Given that SCCOHT has been reported to occur in families1,8,9 and that germline mutations of SWI/SNF complex genes have also previously been reported in highly malignant pediatric cancers10, we evaluated SCCOHT germline samples for SMARCA4 mutations. We discovered truncating mutations in two of the seven cases examined (Fig. 1a and Table 1), diagnosed at ages 9 and 10 years. The case diagnosed at 9 years bore the germline heterozygous nonsense mutation c.2935C>T (p.Arg979*), which truncates the SMARCA4 protein upstream of the helicase domain and bromodomain. Similarly, germline DNA from the case diagnosed at 10 years carried a frameshift mutation in exon 4, c.722_735delGTCCCGGCCCGGCA (p.Gly241fs), removing all essential SMARCA4 functional domains. Because we did not have matching germline DNA for five of the sequenced tumors, four of which had SMARCA4 mutations, we cannot exclude the possibility that some of the detected tumor mutations might also be present in the germ line of these cases.

To evaluate the possible functional effects of mutations on the SMARCA4 gene product, we assessed SMARCA4 protein expression in SCCOHT tumors (Supplementary Table 3). Immunohistochemical analysis of 17 tumors (8 overlapping with the 12 cases sequenced above and an additional 9 validation cases) showed that 14 of 17 (82%) lacked SMARCA4 protein (Fig. 1b). SMARCA4 staining was seen in only two tumors, both from pediatric cases. One of these cases had no germline SMARCA4 mutations by exome sequencing, and the mutational status of the second case was unknown. All samples with SMARCA4 mutation lacked detectable SMARCA4 protein. We also noted loss of SMARCB1 protein expression in one SCCOHT tumor (SCCO-010) that had no SMARCA4 mutations and retained SMARCA4 protein expression (Supplementary Table 3). SMARCA4 loss was specific to tumor cells, as normal cells within the same sections showed robust SMARCA4 staining (Fig. 1b). The antibody to SMARCA4 recognizes an epitope comprising amino acids 240–277. Excepting the p.Gly241fs alteration encoded in the germ line of SCCO-017, all alterations were predicted to yield proteins detectable by this antibody. Thus, the complete loss of SMARCA4 protein observed might be consistent with nonsense-mediated decay of mutant transcripts. Although loss of SMARCA4 protein in tumors with wild-type SMARCA4 and in tumors without multiple SMARCA4 mutations suggests that other mechanisms lead to SMARCA4 loss, neither DNA methylation nor loss of heterozygosity (LOH) contribute to SMARCA4 inactivation in these cases (Supplementary Figs. 1–3 and Supplementary Note).
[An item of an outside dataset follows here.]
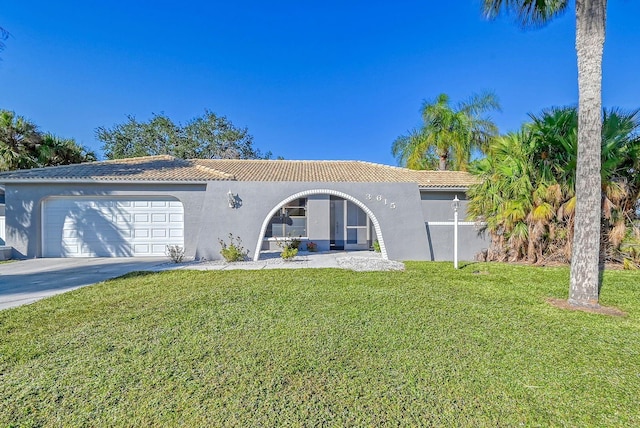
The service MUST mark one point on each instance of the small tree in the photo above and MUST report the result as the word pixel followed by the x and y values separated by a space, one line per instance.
pixel 207 137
To determine the specificity of SMARCA4 loss to SCCOHT, we performed immunohistochemistry for SMARCA4 in 485 primary ovarian epithelial, sex cord stromal and germ cell tumors (Supplementary Table 4) as well as in normal premenopausal ovary and fallopian tube (Supplementary Fig. 4). Only two tumors (0.4%), both clear cell carcinomas, were negative for SMARCA4 staining. Notably, the tumors that most closely resembled SCCOHT histologically, including all granulosa cell tumors of juvenile (n = 8) and adult (n = 36) types, maintained SMARCA4 expression. In addition, representative cell lines from four ovarian carcinoma subtypes as well as immortalized granulosa cells (SVOGs) and adult granulosa tumor cells (KGNs) all maintained SMARCA4 expression as determined by protein blotting (Fig. 1c). In contrast, the BIN-67 SCCOHT cell line, which harbored two splice-site mutations in SMARCA4, showed complete absence of SMARCA4 protein (Fig. 1c). These results demonstrate that SMARCA4 loss is highly specific to SCCOHT.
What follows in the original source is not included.